Indian rural fintech company

Spice Money (SML) is an Indian rural financial services company headquartered in Noida. It was founded in 2000 by Dilip Modi, who serves as the chairman and group CEO of DiGiSPICE Technologies. SML is a subsidiary of DiGiSPICE Technologies. It provides financial services, such as money transfer, cash deposit, account opening, bill payments, mini ATMs and more services. It engages with local individuals (Adhikari's) to assist its customers with banking requirements. In 2024, the company reported having 1.4 million Adhikari's on its platform.

== History ==
Spice Money began its operations as a digital wallet under the name Spice Digital Limited. Later, the company expanded into ticketing, bill payment, banking, and micro ATM services. It operates as a wholly owned subsidiary of Digispice Technologies. In 2015, Spice Money received license to operate as a PPI from RBI and in 2017, the company launched its micro ATM and bill pay services. This was followed by the mPOS service launch in 2018, which earned Spice Money the NPCI National Payments Excellence Award. In January 2018, Spice Money received its final license from the Reserve Bank of India to operate as a Bharat Bill Payment Operating Unit (BBPOU) within the Bharat Bill Payment System (BBPS).

In 2020, the company launched a proposition to assist nanopreneurs with onboarding. This initiative helped entrepreneurs in rural and semi-urban areas by launching products like, AEPS, IRCTC ticketing, Cash Management services (CMS), Lending etc.

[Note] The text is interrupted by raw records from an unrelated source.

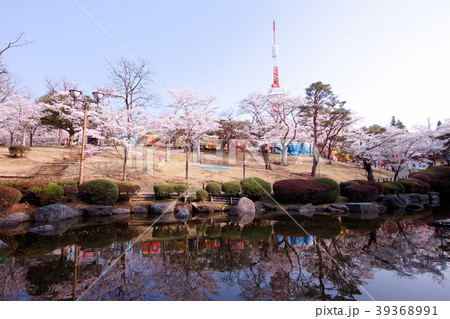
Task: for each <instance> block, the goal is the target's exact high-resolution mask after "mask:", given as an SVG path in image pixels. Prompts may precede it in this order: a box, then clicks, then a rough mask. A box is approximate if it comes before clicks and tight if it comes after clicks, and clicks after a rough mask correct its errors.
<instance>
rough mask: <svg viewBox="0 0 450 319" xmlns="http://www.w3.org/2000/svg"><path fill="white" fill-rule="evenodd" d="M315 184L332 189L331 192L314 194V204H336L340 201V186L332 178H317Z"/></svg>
mask: <svg viewBox="0 0 450 319" xmlns="http://www.w3.org/2000/svg"><path fill="white" fill-rule="evenodd" d="M314 182H316V183H319V184H322V185H324V186H326V187H328V188H330V190H327V191H324V192H319V193H317V194H314V195H313V198H312V202H316V203H321V204H324V203H334V202H335V201H336V200H337V199H338V197H339V193H340V189H339V184H338V183H337V182H336V181H335V180H333V179H331V178H326V177H320V178H315V179H314Z"/></svg>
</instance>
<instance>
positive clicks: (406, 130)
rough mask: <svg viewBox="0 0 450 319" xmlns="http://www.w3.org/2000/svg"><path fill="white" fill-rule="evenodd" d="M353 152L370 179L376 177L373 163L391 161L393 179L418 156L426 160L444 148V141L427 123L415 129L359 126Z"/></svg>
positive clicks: (354, 144)
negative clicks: (404, 128) (373, 130)
mask: <svg viewBox="0 0 450 319" xmlns="http://www.w3.org/2000/svg"><path fill="white" fill-rule="evenodd" d="M352 135H353V138H352V140H353V143H352V145H351V147H350V149H351V152H352V154H353V155H354V156H355V157H356V158H357V159H359V160H362V162H363V167H364V169H365V170H366V171H367V179H368V180H369V181H373V180H374V177H373V170H372V163H374V162H375V161H382V162H383V163H385V164H388V165H390V166H391V167H392V168H393V170H394V172H395V175H394V180H397V178H398V176H399V173H400V172H401V171H402V170H403V169H405V168H407V167H408V166H410V165H411V164H413V163H414V162H415V159H416V158H417V157H421V158H423V159H424V160H427V157H428V156H431V155H433V154H434V153H436V152H439V151H441V150H442V149H443V148H444V143H443V141H441V140H439V139H436V138H435V137H434V132H432V131H430V130H429V129H428V128H425V127H416V128H415V129H414V131H411V132H409V131H407V130H406V129H399V128H397V127H394V126H390V127H387V128H386V130H385V131H384V132H383V133H378V134H377V133H373V132H371V131H368V130H363V129H360V130H356V131H354V132H353V133H352Z"/></svg>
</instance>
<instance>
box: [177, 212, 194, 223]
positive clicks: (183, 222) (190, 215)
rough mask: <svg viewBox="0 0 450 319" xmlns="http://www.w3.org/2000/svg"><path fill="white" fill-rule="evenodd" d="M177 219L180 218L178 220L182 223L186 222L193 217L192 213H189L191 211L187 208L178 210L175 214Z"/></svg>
mask: <svg viewBox="0 0 450 319" xmlns="http://www.w3.org/2000/svg"><path fill="white" fill-rule="evenodd" d="M175 217H176V219H178V221H179V222H180V223H185V222H187V221H188V220H189V218H190V217H191V214H190V213H189V211H188V210H187V209H185V208H183V209H181V210H179V211H178V213H176V215H175Z"/></svg>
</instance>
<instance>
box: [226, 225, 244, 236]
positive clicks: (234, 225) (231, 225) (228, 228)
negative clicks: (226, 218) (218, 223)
mask: <svg viewBox="0 0 450 319" xmlns="http://www.w3.org/2000/svg"><path fill="white" fill-rule="evenodd" d="M222 237H224V238H241V227H240V226H239V224H230V225H225V226H223V227H222Z"/></svg>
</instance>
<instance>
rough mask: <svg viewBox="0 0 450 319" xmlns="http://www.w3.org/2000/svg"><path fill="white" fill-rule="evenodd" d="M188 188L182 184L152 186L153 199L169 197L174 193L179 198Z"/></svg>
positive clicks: (157, 184)
mask: <svg viewBox="0 0 450 319" xmlns="http://www.w3.org/2000/svg"><path fill="white" fill-rule="evenodd" d="M188 188H189V185H184V184H156V185H154V186H153V190H154V192H155V197H156V198H158V199H162V198H166V197H169V196H170V195H172V194H174V193H176V194H177V196H180V194H181V193H184V192H185V191H187V190H188Z"/></svg>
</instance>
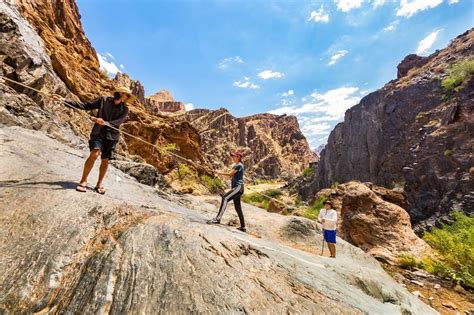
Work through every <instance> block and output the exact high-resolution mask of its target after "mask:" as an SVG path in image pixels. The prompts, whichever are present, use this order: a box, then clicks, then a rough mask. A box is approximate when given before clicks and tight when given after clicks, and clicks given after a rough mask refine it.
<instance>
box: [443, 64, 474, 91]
mask: <svg viewBox="0 0 474 315" xmlns="http://www.w3.org/2000/svg"><path fill="white" fill-rule="evenodd" d="M473 74H474V56H471V57H468V58H465V59H462V60H460V61H458V62H456V63H454V64H453V65H452V66H451V67H450V69H449V70H448V76H447V77H446V78H445V79H444V80H443V81H442V82H441V86H442V87H443V89H444V92H445V95H451V94H453V93H454V92H456V91H457V90H458V89H459V87H460V86H461V85H462V83H463V82H464V81H465V80H467V79H469V78H470V77H471V76H472V75H473Z"/></svg>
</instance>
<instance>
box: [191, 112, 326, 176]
mask: <svg viewBox="0 0 474 315" xmlns="http://www.w3.org/2000/svg"><path fill="white" fill-rule="evenodd" d="M182 119H184V120H185V121H189V122H190V123H191V124H192V125H193V126H194V127H195V128H196V129H197V130H198V131H199V134H200V135H201V139H202V150H203V152H205V154H206V157H207V159H208V160H209V161H212V162H213V163H214V167H215V168H223V167H225V166H228V165H229V163H230V156H229V154H230V152H231V151H234V150H236V149H239V150H241V151H242V152H243V153H244V159H243V162H244V165H245V166H246V168H247V172H248V173H247V174H248V175H249V177H253V178H267V179H274V178H289V177H295V176H298V175H299V174H301V172H302V171H303V169H304V168H306V167H308V165H309V163H310V162H313V161H315V160H317V159H318V157H317V155H316V154H314V153H313V152H312V151H311V149H310V148H309V145H308V142H307V141H306V138H305V137H304V135H303V134H302V133H301V131H300V129H299V125H298V121H297V119H296V117H293V116H287V115H282V116H277V115H272V114H259V115H253V116H248V117H242V118H236V117H234V116H232V115H231V114H230V113H229V111H227V110H226V109H223V108H221V109H219V110H206V109H196V110H192V111H189V112H187V113H186V114H185V115H184V116H182Z"/></svg>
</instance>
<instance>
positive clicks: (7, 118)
mask: <svg viewBox="0 0 474 315" xmlns="http://www.w3.org/2000/svg"><path fill="white" fill-rule="evenodd" d="M0 12H1V14H2V15H1V16H0V18H1V19H2V20H1V22H2V23H1V24H0V25H1V27H2V33H1V37H0V39H1V43H0V55H1V56H0V57H1V58H0V71H1V74H2V75H5V76H7V77H9V78H11V79H14V80H17V81H20V82H23V83H25V84H28V85H30V86H32V87H34V88H36V89H40V90H42V91H44V92H45V93H57V94H61V95H63V96H66V97H68V98H73V99H77V97H79V98H80V99H81V100H91V99H94V98H96V97H98V96H101V95H110V94H111V92H112V90H113V88H114V84H125V85H128V86H129V87H130V88H131V89H132V91H134V93H135V94H136V96H137V97H138V98H139V99H140V100H141V101H144V91H143V87H142V86H141V84H140V83H139V82H138V81H134V80H132V79H130V77H128V76H127V75H123V74H119V75H117V77H116V78H115V81H112V80H110V79H109V78H107V77H106V76H105V77H104V75H102V74H101V71H100V69H99V63H98V60H97V56H96V52H95V50H94V48H93V47H92V46H91V44H90V42H89V41H88V40H87V38H86V36H85V35H84V32H83V29H82V26H81V23H80V14H79V11H78V8H77V5H76V3H75V2H74V1H55V0H48V1H27V0H18V1H17V2H16V4H15V2H14V1H11V2H8V3H6V2H2V3H1V11H0ZM20 13H21V14H20ZM0 88H1V89H2V91H3V93H4V95H5V97H4V96H3V95H2V98H0V105H2V107H1V113H2V116H1V117H2V121H3V122H4V123H8V124H22V125H23V126H26V127H28V128H34V129H45V130H46V131H47V132H48V133H49V134H50V135H51V136H53V137H57V138H58V139H59V138H63V140H65V141H71V143H74V144H81V145H85V143H86V139H87V137H88V134H89V132H90V128H91V126H92V123H91V121H90V119H89V118H88V116H87V114H86V113H85V112H77V111H72V110H70V109H67V108H64V107H61V106H59V105H55V104H53V103H52V102H51V101H50V99H49V98H48V97H47V96H45V95H41V94H40V95H38V94H36V93H35V92H32V91H30V90H26V89H24V88H21V87H20V86H18V85H15V84H12V83H7V82H5V83H3V84H2V83H0ZM16 100H21V101H16ZM37 104H39V105H40V107H38V106H37ZM58 128H60V129H61V130H60V131H59V129H58ZM66 129H67V130H66ZM123 129H124V130H125V131H127V132H129V133H132V134H133V135H135V136H138V137H140V138H142V139H144V140H146V141H148V142H152V143H154V144H157V145H159V146H165V145H168V144H174V145H175V147H176V152H175V153H176V154H179V155H181V156H183V157H185V158H187V159H190V160H193V161H195V163H198V164H201V165H206V161H205V160H204V157H203V155H202V153H201V146H200V138H199V134H198V133H197V132H196V130H195V129H194V128H193V127H192V126H191V125H190V124H189V123H187V122H182V121H177V120H176V119H173V118H170V117H168V118H166V117H157V116H156V115H153V114H151V113H149V112H148V111H147V109H146V108H145V105H144V103H142V102H136V103H135V104H133V106H130V115H129V118H128V120H127V122H126V123H125V124H124V126H123ZM74 136H79V137H74ZM66 138H67V139H66ZM119 153H121V154H122V155H124V156H128V157H135V158H136V159H138V160H141V161H146V162H148V163H150V164H152V165H153V166H155V167H157V168H158V169H159V170H160V172H163V173H167V172H169V171H170V170H172V169H173V168H175V167H176V166H177V164H178V163H183V161H180V160H176V159H175V158H172V157H171V156H169V155H167V154H166V153H163V151H157V150H155V149H153V148H152V147H150V146H147V145H143V143H142V142H140V141H139V140H136V139H133V138H128V137H124V138H123V139H122V141H121V143H120V146H119ZM191 167H193V165H191ZM199 171H200V172H204V170H203V169H199Z"/></svg>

In August 2021, the company announced the establishment of an ATM network with 1 lakh micro-ATMs operating across rural India.

In September 2023, a strategic partnership was formed with Grameen Foundation for Social Impact (GFSI) India, a non-profit organization supporting underserved communities. Spice Money also partnered with NSDL Payments Bank and Axis Bank, enabling the opening of zero-balance savings or current accounts for rural citizens through its Adhikari platform.

== Controversy   ==
In December 2021, the Reserve Bank of India (RBI) imposed a monetary penalty on Spice Money, for non-compliance with norms, as stated in a central bank announcement. Spice Money incurred fines of ₹1 crore.